Slowdown in SE Asia – A Leading Indicator For Global Growth? - 5

 

Lastly, it’s important to keep in mind the following stats, when considering the merits of Asian trade data: 

  • Exports account for roughly 40-45% of Asia’s GDP;
  • The U.S. and E.U. combine for roughly a third of Asia’s export destinations; and
  • 40-50% of intra-regional trade within Asia is basic and intermediate goods meant for re-export outside of the region. 

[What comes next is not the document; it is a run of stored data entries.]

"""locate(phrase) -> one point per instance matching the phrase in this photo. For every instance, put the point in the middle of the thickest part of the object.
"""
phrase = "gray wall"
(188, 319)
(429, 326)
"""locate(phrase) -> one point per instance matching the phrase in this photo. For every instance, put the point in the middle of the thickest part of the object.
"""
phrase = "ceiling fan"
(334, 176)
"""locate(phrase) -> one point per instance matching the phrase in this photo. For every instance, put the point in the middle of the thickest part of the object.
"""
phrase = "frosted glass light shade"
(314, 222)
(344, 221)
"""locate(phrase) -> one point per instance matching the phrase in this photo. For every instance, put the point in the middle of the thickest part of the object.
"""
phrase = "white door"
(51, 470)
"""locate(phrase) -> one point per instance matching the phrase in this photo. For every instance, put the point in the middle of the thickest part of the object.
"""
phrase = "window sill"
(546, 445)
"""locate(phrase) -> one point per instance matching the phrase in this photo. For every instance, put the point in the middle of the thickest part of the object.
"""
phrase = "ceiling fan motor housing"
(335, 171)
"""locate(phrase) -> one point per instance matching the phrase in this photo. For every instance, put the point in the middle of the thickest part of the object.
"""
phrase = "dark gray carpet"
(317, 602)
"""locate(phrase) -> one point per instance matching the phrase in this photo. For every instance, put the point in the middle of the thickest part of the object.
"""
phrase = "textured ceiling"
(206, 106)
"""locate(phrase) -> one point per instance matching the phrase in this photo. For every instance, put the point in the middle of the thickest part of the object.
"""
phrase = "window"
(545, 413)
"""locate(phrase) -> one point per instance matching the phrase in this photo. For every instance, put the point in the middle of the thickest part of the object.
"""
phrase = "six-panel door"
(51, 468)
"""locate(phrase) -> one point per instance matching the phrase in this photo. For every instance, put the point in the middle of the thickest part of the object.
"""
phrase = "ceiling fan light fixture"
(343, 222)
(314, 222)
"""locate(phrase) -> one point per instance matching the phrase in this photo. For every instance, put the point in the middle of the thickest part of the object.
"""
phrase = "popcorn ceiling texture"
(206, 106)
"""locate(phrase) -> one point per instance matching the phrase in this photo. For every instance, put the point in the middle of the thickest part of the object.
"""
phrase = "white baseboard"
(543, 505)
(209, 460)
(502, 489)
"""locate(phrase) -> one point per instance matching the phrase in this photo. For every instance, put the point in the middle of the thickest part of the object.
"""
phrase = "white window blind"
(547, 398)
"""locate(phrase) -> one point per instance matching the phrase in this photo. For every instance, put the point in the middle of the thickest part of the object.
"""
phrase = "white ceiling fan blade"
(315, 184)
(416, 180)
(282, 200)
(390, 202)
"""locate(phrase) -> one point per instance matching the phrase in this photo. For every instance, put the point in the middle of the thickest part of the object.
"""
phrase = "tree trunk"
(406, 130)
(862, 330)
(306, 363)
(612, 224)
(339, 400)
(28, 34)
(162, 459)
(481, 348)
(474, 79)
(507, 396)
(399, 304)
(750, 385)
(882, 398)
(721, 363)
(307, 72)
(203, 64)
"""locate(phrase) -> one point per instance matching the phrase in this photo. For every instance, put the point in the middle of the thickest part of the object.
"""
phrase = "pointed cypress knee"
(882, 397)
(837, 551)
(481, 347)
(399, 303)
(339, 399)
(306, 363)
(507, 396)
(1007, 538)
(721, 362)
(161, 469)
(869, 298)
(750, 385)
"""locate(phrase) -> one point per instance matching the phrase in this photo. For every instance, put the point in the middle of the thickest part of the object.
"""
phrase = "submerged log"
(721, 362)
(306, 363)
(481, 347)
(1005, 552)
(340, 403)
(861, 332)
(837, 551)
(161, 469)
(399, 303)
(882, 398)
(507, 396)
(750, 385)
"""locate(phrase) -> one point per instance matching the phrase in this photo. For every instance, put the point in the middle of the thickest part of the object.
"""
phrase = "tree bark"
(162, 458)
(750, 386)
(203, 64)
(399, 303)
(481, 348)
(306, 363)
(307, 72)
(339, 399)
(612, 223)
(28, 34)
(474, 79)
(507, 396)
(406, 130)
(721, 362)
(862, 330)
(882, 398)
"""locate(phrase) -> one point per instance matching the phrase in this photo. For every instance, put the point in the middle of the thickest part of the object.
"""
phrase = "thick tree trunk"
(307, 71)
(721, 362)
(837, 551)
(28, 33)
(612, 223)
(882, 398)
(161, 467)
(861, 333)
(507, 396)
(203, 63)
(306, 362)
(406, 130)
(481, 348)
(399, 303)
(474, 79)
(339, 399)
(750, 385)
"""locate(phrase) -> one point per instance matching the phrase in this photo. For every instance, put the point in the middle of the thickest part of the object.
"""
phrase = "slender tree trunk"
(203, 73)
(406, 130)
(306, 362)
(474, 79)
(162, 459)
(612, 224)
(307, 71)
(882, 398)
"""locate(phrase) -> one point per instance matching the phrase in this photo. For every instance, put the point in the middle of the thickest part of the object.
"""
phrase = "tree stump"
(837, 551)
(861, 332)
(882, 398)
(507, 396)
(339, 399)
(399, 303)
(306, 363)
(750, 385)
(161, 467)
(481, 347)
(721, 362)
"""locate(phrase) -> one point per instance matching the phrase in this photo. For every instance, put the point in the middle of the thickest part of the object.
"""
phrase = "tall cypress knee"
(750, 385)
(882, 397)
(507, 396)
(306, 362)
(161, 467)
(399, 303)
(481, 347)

All told, the slowdown we are seeing across Asia’s export economies continue to flash bearish signals as it relates to global growth. With each passing day, it grows increasingly likely that the easy reflation money brought on by QG has been made. Now, investment professionals will have to once again “earn” their performance. Given the recent run-up in equity and commodity prices globally, we feel most of the opportunities for alpha will be found on the short side for the next 3-6 months, as growth slows globally, inflation continues to afflict economies globally, and interconnected risk (cross-asset correlation risk; Housing Headwinds; Sovereign Debt Dichotomy; U.S. State & Local Government headwinds) compounds.